Purtroppo però il significato della frase “tutte le strade portano ad Atene” stanno assumendo alle orecchie dei cittadini un significato ben più sinistro, evocando le immagini di crisi economica, povertà, assenza di una speranza per il futuro, viste tante volte in televisione negli ultimi mesi, nonostante i prestiti della UE al governo greco e i tagli alla spesa pubblica che il popolo ellenico ha dovuto subire.

L’evidenza è quella che le ricette della BCE, della UE, del FMI e dei vari governi non funzionano e la crisi non solo non si ferma, ma continua ad aggravarsi e non solo in Grecia.

Le ultime notizie arrivate dalla Spagna confermano infatti l’inutilità dei provvedimenti presi dal governo su “consiglio” (forse si dovrebbe dire intimidazione) degli organismi finanziari internazionali. La povertà è in aumento, la disoccupazione galoppa e le manifestazioni anti-eropee e anti-tutto dilagano, diventando sempre più violente.

Ma anche per l’Italia il futuro si annuncia tutt’altro che roseo. Gli ultimi provvedimenti presi dal Governo Monti fanno capire che, nonostante le rassicuranti parole del premier e dei suoi ministri, che dicono di scorgere la luce alla fine del tunnel, le cose non migliorano, come del resto tutti i dati statistici forniti da tutti gli istituti demoscopici mostrano chiaramente.

Crisi, c’è tanta crisi

Allora bisogna cercare nuove risorse, aumentando ancora l’Iva (cosa negata fino a ieri) fingendo di restituire qualcosa ai cittadini con i redditi più bassi abbassando l’aliquota IRPEF, ma il saldo sarà comunque negativo per i cittadini e neanche di poco.

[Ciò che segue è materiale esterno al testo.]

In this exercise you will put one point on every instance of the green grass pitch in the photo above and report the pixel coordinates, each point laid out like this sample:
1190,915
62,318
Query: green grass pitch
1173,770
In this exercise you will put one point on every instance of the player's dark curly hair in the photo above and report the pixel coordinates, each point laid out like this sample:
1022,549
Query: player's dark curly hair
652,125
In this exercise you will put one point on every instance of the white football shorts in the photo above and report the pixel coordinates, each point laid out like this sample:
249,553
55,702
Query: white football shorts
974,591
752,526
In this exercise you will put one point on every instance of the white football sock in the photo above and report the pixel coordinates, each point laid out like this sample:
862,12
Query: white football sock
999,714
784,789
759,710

Per il resto la disposizione ai comuni di spegnere, o diminuire significativamente, l’illuminazione pubblica nelle ore serali e notturne fa capire che siamo ormai alla frutta: ci aspetta il buio e il freddo, altro che luce in fondo al tunnel (che poi nella mia amata cittadina l’illuminazione serale e notturna è già ai minimi termini, che il comune, in dissesto finanziario, non ha neanche i soldi per cambiare qualche lampadina).

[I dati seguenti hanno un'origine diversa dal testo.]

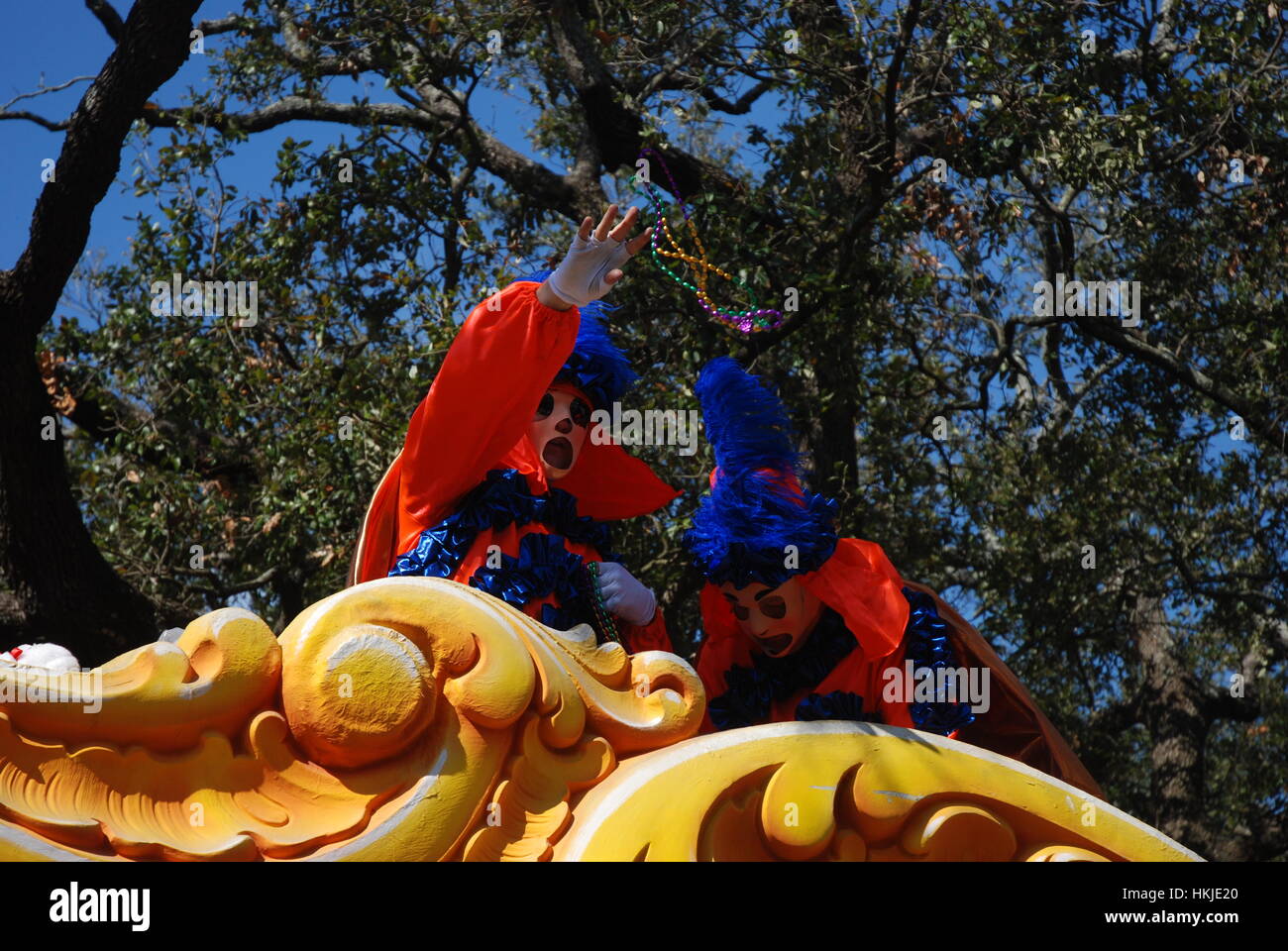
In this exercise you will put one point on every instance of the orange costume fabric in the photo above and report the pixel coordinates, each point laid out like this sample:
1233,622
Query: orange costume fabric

Si può tranquillamente affermare infine, che l’esperienza del governo tecnico, supino ai voleri dei governi francese e tedesco e degli organismi finanziari internazionali, che con le loro politiche furono già responsabili del default dello Stato Argentino, è un completo fallimento.

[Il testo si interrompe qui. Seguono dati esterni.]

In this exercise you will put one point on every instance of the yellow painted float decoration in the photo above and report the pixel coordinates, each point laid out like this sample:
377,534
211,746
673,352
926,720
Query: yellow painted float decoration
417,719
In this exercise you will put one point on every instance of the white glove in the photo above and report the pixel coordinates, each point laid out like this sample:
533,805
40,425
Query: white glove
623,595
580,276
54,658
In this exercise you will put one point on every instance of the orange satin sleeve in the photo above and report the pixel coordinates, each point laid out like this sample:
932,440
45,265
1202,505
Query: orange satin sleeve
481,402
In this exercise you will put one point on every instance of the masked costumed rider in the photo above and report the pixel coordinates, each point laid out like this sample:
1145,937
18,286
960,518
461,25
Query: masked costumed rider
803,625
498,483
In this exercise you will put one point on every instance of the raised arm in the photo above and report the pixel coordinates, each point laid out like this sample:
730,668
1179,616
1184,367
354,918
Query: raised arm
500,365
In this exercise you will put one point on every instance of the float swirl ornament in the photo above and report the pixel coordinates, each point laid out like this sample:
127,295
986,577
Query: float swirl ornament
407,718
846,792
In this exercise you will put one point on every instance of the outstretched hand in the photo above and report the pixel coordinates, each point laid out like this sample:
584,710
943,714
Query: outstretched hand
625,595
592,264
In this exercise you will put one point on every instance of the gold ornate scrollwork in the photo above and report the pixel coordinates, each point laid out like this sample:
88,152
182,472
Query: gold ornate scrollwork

La cosa più brutta però è che non c’è in vista nessuna alternativa politica credibile, a meno che non si voglia credere che Beppe Grillo e il suo seguito di dilettanti allo sbaraglio possano risollevare le sorti della nazione facendo il bucato con la palla magica e spedendo la mondezza in Olanda.

Un triste futuro ci attende, sperando sempre che noi ce la caviamo, come scrisse il maestro D’Orta.


One Comment on “Tutte le strade portano ad Atene”

  1. fausto scrive:

    In una nazione che ha eletto Berlusconi, che problema ci sarebbe a votare Grillo?

    A parte le battute: per ora la tutela pubblica è rivolta alle banche, dei cittadini non importa nulla a nessuno. E’ un banale problema di confusione sul concetto di sovranità, abbiamo solo accidentalmente messo dei pezzetti di carta sopra al popolo. Non è stata una idea furba, ma avremo tempo per rimediare. Almeno spero.